Vehicle identification method

In the United States, VIN etching is a countermeasure to motor vehicle theft, that involves etching a vehicle's VIN onto its windows to reduce the value of a stolen vehicle to thieves. The Federal Trade Commission includes VIN etching on a list of upsold services including extended warranties, service and maintenance plans, payment programs, guaranteed automobile or asset protection, emergency road service, and other theft protection devices, and warns consumers about the practice of upselling when buying a vehicle.

==Description==
VIN etching uses a variety of methods, commonly a stencil and an acidic etching paste, to engrave a vehicle's vehicle identification number (VIN) onto the windshield and windows. Most parts on a vehicle already have at least a partial VIN stamped onto them, and many auto parts buyers will not purchase parts that carry identification numbers. Should a thief try to sell the parts from a vehicle for profit, those marked parts carry a higher risk for the thief and the auto parts seller. Since automotive glass generally does not have identification numbers and is often interchangeable among many different years and models of vehicles, it usually yields a much greater profit for a thief compared to other components on the vehicle; because a vehicle's windows are stamped with the VIN, thieves would need to discard the glass before "parting out" the stolen vehicle, thus reducing or eliminating their profit. VIN etching can also increase the odds of recovery of a stolen car by police.

VIN etching is recommended by police departments, insurance agencies, and government automobile/vehicle theft prevention agencies This service is sometimes offered free of charge at sponsored events.

Vehicles with VIN-etched windows may be eligible for insurance rate reductions of as much as 15% in some US states.

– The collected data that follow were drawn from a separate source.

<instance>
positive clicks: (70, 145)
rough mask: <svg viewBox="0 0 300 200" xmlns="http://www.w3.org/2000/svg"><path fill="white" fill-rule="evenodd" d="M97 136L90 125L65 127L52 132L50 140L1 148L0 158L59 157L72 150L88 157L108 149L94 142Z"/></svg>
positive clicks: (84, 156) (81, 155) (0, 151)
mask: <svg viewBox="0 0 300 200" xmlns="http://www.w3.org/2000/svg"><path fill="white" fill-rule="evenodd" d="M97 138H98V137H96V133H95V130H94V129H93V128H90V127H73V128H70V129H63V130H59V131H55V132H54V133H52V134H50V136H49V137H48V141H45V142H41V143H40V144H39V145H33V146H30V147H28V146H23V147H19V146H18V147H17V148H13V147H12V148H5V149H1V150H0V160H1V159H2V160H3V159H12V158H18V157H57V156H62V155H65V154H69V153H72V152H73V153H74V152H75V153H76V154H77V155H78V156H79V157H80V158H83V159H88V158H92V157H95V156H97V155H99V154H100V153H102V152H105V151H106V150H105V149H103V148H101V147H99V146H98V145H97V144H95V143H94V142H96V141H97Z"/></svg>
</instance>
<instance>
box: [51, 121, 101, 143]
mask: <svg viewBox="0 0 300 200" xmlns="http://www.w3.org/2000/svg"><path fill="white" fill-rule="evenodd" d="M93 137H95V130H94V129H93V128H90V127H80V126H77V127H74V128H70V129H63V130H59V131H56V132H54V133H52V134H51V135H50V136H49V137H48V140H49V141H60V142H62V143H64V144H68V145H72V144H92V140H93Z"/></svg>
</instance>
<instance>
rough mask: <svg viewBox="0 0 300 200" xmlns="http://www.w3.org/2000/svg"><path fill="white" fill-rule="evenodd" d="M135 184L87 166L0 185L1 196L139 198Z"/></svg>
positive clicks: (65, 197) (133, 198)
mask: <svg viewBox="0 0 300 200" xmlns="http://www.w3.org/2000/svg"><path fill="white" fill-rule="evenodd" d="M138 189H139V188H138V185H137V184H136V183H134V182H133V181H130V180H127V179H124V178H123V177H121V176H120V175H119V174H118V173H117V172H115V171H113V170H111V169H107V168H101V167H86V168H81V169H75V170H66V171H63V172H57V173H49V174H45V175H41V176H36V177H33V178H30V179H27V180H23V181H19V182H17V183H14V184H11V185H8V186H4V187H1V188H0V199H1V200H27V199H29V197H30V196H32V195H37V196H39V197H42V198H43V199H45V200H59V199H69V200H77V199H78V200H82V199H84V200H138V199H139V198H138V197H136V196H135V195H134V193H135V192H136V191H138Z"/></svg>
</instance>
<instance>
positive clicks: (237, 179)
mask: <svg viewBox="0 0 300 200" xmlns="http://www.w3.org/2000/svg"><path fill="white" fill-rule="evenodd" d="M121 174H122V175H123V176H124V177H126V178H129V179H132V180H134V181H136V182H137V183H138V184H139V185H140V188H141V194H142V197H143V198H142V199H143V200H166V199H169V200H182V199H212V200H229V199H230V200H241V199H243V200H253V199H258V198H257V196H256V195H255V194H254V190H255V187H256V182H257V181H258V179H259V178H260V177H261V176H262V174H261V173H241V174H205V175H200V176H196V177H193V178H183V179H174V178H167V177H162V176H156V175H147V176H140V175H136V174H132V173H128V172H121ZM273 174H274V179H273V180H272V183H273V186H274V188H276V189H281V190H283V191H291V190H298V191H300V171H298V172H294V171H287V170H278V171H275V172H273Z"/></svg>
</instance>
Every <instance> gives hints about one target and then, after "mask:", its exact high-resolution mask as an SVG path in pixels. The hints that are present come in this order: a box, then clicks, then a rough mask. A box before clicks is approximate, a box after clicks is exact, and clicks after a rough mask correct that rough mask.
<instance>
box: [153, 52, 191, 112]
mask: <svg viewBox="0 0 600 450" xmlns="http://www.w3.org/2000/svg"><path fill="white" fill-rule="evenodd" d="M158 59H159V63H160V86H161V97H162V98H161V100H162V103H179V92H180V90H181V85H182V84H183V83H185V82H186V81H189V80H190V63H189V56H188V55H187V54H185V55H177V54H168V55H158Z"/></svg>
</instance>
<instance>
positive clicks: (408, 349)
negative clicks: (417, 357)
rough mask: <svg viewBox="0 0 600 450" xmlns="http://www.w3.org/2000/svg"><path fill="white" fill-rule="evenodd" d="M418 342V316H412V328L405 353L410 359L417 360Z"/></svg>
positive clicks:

Some automobile dealers try to include VIN etching as an extra service to boost their profit margin when selling a vehicle; they may even pre-print a charge for VIN etching on the bill of sale, as if to suggest that VIN etching is mandatory rather than an optional, add-on service. Inflated dealership fees of $200 to $2,000 for VIN etching are not unheard of. However, consumer advocates note that while some states do require that dealers offer VIN etching, no states require that consumers purchase it from the dealer.

Consumers who want to have the VIN etched on their vehicle windows but are unable to find a free of charge etching service in their area can often save hundreds of dollars over the dealership fee by using a do-it-yourself VIN etching kit purchased from an Internet retailer or a local auto parts dealer, for as little as $20–25.